About Paisley Rekdal
Rekdal is the author of a book of essays, “The Night My Mother Met Bruce Lee;” the hybrid photo-text memoir, “Intimate;” and six books of poetry: “A Crash of Rhinos;” “Six Girls Without Pants;” “The Invention of the Kaleidoscope;” “Animal Eye,” a finalist for the 2013 Kingsley Tufts Prize and winner of the UNT Rilke Prize; “Imaginary Vessels,” finalist for the 2018 Kingsley Tufts Prize, and “Nightingale,” which won the 2020 Washington State Book Award for Poetry. Her newest works of nonfiction are a book-length essay, “The Broken Country: On Trauma, a Crime, and the Continuing Legacy of Vietnam” and “Appropriate: A Provocation.” She guest edited “Best American Poetry 2020.” Two new books are forthcoming: a hybrid book-length poem entitled “West: A Translation” (Copper Canyon Press, May 2023) and “Real Toads: Imaginary Gardens: How to Read and Teach a Poem” (forthcoming from W.W. Norton).

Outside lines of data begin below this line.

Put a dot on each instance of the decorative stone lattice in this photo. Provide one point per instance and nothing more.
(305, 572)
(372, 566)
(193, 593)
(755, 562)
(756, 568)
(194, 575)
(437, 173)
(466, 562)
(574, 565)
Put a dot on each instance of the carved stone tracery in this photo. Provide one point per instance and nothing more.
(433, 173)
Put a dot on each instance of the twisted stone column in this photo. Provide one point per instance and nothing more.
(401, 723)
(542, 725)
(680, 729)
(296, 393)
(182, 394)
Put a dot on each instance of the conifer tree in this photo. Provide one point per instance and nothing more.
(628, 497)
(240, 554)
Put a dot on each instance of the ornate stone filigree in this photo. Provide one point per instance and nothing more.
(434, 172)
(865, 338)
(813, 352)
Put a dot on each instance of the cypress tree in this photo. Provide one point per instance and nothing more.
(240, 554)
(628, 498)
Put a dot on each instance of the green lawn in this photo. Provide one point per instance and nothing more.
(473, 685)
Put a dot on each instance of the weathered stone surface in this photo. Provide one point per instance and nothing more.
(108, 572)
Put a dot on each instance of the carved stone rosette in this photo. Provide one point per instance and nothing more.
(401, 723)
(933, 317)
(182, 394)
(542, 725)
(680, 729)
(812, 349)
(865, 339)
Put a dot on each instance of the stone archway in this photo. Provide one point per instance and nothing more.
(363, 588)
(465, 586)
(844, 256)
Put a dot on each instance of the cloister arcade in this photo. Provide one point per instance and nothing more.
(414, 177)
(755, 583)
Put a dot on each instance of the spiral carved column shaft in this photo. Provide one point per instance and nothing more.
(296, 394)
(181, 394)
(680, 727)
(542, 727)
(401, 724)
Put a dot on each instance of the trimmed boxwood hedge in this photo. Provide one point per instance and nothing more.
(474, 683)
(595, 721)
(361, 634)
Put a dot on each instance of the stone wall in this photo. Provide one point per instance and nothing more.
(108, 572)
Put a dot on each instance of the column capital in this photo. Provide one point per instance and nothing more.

Her work has received a Guggenheim Fellowship, the Amy Lowell Poetry Traveling Fellowship, a Fulbright Fellowship, a Civitella Ranieri Residency, a National Endowment for the Arts Fellowship, Pushcart Prizes (2009, 2013), Narrative's Poetry Prize, the AWP Creative Nonfiction Prize, and various state arts council awards. Her poems and essays have appeared in or are forthcoming from The New Yorker, The New York Times Magazine, American Poetry Review, The Kenyon Review, Poetry, The New Republic, Tin House, the Best American Poetry series (2012, 2013, 2017, 2018, 2019), and on National Public Radio, among others.
She is also the creator and editor of West: A Translation, as well as the community web projects Mapping Literary Utah and Mapping Salt Lake City. Between 2017-2022, she served as Utah's Poet Laureate, receiving a 2019 Academy of American Poets Laureate Fellowship. She currently serves as poetry editor for High Country News, and as co-chair of PEN America's Utah Chapter.